1 Mayıs 1970’te Öfkeli Tugay, “alternatif” ürünleriyle tanınan Biba adlı mağazaya bombalı saldırı düzenledi ve ardından, sitüasyonizmin etkisinin en açık biçimde görüldüğü şu bildiriyi yayınladı:
“Sıkılmakla meşgul olmadığın zamanlarda, alışveriş yapmakla meşgulsündür”
Son moda butiklerdeki bütün tezgâhtar kızlara, 1940’ların modasına ait aynı şeyler giydirilip aynı makyaj yapılıyor. Her şeyde olduğu gibi moda da kapitalizmin bütün yapabileceği geriye gitmek – gidebilecekleri başka bir yer yok – çünkü ölüler.
Oysa yarınlar bizim.
Hayat o kadar sıkıcı ki, bütün maaşını son moda eteğe ya da gömleğe harcamaktan başka yapabileceğin bir şey yok.
Kardeşlerimiz, gerçek arzularınız neler?
Dükkânda oturup boş gözlerle uzaklara bakmak, sıkılmak, tatsız kahvenizden bir yudum almak mı? Yoksa belki de, PATLATMAK VE YAKIP YIKMAK mı? Butik denen modern köle evlerine yapabileceğiniz tek bir şey var: ONLARI YERLE BİR ETMEK. Kâr kapitalizmini ve insanlıkdışılığı iyileştiremezsiniz. Parçalanana kadar tekmeleyin yeter.
Öfkeli Tugay’ın izini sürmeye çalışan polis, sitüasyonist metinleri toplamak için Londra’nın altını üstüne getirirken, sitüasyonizmin karşı-kültürün tamamına yayılmış olduğunu görecekti.
International Times bürosuna gönderilen, derginin Şubat 1968 sayısında yayınlanan sitüasyonist détournement
Üst başlık: “İdeoloji en radikal eylemleri bile entegre etmeye çalışır” Sol balon: “Kültür mü? Hah! İdeal meta – diğerlerini satmaya yarayanı! Hepimizin ondan nasiplenmemizi istemene şaşmamak gerek!” Sağ üst balon: “Kitap çalmakta çok haklısın!
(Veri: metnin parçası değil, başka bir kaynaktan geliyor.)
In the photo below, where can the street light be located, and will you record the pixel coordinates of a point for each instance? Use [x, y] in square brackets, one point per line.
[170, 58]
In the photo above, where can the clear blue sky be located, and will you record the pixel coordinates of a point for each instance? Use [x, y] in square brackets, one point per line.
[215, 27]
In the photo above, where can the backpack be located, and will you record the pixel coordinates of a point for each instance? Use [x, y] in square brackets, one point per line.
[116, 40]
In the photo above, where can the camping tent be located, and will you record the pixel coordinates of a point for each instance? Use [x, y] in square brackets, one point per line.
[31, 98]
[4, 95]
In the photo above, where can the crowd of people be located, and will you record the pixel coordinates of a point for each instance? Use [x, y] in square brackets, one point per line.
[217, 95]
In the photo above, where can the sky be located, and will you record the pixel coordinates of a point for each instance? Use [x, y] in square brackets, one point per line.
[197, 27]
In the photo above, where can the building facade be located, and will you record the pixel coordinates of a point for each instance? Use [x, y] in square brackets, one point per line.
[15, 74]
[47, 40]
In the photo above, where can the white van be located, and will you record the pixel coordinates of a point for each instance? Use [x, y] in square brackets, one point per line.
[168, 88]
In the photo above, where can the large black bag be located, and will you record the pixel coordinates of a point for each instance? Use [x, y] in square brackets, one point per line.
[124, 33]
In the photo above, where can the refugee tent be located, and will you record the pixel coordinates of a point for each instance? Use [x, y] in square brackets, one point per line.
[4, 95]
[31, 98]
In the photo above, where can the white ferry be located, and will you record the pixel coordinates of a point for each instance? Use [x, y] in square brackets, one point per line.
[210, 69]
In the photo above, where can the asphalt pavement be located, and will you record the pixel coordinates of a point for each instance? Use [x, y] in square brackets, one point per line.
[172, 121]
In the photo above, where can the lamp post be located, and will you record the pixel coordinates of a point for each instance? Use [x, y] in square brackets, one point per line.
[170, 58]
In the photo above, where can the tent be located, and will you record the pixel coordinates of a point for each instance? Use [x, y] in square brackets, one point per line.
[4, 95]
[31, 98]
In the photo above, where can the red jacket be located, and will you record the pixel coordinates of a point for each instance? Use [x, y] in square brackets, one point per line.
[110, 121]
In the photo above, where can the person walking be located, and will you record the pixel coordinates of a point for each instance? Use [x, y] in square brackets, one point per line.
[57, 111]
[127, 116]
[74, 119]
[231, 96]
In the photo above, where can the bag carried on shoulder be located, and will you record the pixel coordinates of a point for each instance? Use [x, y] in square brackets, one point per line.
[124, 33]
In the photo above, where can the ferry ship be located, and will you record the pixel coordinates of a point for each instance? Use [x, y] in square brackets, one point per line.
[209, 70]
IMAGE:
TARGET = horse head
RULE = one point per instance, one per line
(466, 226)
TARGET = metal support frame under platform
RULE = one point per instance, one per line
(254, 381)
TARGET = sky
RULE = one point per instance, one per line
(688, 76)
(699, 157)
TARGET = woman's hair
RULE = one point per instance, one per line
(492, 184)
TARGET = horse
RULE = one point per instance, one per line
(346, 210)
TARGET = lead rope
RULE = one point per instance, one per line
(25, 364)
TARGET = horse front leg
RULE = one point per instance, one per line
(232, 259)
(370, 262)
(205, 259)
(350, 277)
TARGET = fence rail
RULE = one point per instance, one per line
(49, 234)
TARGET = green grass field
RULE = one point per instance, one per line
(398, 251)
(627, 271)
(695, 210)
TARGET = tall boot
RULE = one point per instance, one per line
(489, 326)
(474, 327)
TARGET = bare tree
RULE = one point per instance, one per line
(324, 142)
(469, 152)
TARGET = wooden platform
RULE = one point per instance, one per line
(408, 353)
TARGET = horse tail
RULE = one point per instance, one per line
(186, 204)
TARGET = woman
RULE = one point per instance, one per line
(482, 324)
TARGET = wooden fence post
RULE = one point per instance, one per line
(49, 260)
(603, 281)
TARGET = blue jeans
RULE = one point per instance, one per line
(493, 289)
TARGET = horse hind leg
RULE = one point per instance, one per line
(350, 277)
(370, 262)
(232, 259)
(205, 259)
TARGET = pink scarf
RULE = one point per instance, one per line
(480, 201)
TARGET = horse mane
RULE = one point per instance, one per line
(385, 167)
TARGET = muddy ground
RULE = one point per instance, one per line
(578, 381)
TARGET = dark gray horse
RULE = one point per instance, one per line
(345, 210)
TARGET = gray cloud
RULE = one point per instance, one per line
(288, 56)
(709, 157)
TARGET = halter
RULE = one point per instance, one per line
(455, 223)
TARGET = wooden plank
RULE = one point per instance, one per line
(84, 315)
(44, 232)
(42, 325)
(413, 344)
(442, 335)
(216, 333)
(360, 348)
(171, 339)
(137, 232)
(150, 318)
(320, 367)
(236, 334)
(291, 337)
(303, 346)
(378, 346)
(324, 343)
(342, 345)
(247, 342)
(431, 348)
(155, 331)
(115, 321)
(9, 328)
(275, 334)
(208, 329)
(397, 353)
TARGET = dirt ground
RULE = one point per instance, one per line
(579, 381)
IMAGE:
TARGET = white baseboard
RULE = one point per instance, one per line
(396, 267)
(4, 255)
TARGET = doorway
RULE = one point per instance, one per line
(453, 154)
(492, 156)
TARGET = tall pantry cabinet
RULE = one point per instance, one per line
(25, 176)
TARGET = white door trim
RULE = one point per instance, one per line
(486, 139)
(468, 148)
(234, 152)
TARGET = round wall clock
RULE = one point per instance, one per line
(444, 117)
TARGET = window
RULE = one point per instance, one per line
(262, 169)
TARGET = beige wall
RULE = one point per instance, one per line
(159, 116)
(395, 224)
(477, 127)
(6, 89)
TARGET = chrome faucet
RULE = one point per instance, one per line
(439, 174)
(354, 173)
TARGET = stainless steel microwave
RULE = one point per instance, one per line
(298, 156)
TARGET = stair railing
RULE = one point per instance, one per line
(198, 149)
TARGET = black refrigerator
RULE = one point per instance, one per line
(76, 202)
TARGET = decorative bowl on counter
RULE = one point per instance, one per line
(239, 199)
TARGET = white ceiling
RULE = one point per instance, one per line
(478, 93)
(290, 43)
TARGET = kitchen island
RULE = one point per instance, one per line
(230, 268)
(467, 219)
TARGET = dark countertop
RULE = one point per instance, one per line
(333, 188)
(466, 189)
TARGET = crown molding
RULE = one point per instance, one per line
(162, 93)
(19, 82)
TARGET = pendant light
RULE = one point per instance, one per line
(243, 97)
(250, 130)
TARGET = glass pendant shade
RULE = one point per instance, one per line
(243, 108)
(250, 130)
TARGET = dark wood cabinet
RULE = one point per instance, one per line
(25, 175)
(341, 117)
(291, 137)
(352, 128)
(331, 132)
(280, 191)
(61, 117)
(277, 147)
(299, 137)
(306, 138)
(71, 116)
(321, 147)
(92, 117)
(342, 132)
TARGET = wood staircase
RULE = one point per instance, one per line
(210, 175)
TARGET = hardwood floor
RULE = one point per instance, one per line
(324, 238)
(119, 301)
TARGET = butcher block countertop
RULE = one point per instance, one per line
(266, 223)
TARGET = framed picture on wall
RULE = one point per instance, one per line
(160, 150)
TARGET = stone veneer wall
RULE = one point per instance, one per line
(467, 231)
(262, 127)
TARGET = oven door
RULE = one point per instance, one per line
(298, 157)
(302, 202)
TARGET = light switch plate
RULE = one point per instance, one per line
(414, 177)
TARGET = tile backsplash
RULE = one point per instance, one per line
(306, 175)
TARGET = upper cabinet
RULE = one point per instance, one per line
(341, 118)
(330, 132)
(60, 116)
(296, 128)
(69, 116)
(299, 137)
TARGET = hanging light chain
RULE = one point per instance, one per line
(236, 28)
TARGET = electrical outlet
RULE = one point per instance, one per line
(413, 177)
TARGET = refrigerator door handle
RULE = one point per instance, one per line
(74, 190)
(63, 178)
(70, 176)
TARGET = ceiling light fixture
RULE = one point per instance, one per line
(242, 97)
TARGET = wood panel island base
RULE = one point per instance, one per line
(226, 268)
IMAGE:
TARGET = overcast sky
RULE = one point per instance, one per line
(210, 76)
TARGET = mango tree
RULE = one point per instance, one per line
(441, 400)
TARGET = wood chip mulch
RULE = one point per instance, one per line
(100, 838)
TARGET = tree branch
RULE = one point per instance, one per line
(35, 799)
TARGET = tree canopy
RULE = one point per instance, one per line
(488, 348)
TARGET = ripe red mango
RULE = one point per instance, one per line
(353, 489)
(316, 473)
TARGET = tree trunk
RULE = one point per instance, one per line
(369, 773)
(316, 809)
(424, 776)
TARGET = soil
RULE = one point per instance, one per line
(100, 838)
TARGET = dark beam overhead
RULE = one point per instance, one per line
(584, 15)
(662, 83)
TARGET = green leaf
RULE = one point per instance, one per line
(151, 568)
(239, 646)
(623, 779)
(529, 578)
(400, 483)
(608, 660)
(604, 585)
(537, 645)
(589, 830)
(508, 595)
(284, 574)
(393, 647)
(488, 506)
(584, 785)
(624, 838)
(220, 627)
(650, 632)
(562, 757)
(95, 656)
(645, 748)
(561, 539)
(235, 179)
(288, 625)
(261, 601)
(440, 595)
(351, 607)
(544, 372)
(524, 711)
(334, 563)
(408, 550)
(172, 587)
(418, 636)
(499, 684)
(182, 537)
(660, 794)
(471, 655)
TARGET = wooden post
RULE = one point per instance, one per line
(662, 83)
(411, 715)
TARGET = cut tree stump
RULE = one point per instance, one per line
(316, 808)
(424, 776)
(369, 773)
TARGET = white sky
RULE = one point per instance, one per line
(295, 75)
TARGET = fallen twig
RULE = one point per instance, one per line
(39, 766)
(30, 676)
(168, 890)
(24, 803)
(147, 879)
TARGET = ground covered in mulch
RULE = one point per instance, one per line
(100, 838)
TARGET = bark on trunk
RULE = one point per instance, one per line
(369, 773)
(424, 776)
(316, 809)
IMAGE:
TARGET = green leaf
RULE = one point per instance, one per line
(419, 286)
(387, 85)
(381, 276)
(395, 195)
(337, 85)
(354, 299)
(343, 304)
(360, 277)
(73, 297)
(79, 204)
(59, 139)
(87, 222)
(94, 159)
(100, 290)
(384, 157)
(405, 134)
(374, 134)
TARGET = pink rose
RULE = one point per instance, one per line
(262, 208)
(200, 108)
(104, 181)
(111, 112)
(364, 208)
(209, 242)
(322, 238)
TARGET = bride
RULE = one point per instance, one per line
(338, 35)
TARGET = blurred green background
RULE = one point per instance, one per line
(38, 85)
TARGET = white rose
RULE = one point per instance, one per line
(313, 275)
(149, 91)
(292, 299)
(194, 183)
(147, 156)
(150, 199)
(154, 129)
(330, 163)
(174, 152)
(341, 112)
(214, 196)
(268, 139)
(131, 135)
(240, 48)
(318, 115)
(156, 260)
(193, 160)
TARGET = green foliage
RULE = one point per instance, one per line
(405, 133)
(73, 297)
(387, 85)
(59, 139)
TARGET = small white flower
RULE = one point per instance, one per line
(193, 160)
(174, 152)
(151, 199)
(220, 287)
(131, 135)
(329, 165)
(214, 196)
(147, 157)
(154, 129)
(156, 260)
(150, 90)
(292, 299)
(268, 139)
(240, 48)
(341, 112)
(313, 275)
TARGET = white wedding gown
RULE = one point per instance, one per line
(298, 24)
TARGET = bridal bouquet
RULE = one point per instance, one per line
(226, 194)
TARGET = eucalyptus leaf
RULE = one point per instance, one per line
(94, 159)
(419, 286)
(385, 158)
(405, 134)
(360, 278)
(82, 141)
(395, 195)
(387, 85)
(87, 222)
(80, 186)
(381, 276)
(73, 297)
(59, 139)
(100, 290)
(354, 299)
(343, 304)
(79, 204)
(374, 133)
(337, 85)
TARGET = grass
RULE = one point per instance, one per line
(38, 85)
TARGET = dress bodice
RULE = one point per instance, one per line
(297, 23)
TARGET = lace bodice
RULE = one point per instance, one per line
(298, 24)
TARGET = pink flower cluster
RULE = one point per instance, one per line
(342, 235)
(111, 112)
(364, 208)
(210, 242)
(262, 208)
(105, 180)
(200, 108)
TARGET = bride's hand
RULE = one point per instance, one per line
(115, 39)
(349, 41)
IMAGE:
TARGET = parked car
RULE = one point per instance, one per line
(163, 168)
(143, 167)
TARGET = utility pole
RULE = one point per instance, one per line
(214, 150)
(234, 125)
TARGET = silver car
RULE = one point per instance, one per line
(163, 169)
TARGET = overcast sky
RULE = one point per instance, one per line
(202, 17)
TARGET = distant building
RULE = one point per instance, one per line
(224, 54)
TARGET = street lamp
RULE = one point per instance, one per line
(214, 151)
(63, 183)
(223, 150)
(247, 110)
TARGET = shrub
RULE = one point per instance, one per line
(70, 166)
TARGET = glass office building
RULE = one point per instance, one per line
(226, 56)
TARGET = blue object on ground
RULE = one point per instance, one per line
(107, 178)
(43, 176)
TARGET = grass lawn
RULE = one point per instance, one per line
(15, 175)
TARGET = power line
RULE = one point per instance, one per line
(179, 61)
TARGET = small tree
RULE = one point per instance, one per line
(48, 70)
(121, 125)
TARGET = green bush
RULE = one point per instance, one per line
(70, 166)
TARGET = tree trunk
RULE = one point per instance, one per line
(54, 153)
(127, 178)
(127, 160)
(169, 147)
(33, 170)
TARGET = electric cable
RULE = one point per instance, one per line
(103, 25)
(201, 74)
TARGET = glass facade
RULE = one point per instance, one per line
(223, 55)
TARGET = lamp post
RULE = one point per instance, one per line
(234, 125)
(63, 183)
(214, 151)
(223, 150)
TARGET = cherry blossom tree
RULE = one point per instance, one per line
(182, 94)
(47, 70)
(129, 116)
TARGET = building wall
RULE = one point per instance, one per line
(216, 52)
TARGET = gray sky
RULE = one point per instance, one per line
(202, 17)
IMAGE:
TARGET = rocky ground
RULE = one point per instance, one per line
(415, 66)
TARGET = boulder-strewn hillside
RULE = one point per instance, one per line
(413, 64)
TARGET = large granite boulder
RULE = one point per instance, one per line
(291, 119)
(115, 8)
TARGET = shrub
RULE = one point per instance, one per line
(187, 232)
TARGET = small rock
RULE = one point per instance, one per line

Kültür herkesin doğuştan hakkıdır!” Sağ alt: “Bu laflarla anca hippileri kafalarsın babalık, bize sökmez!”
Dostlar Arası Dayanışma: Karşı-Kültür Öfkeli
Karşı-kültürle olan bağları Öfkeli Tugay’ın bildirilerindeki ortak bir temaydı. Birkaç bombalı saldırıdan sonra polis hiçbir yeni iz bulamayınca, karşı-kültürün tamamını hedef alan bir soruşturma başlattı. Yeraltı yayınlarına, komünlere ve radikal örgütlere yönelik inanılmaz sayıda baskın ve gözaltı yapıldı. International Times’ın Nisan 1971 tarihli bir yazısında şöyle deniyordu:
[Öfkeli Tugay avının] arkasında, Özel Birim’in anti-otoriter yapının tamamı hakkında, bu yeni politik yapı – bizim yapımız, bizim hayat tarzımız hakkında bilgi toplama çabası saklı. ... Dostlarımızı suçlu diye tanımlamaları, bizi asıl suçluların bu domuzlar olduğu gerçeğini görmekten alıkoymamalı.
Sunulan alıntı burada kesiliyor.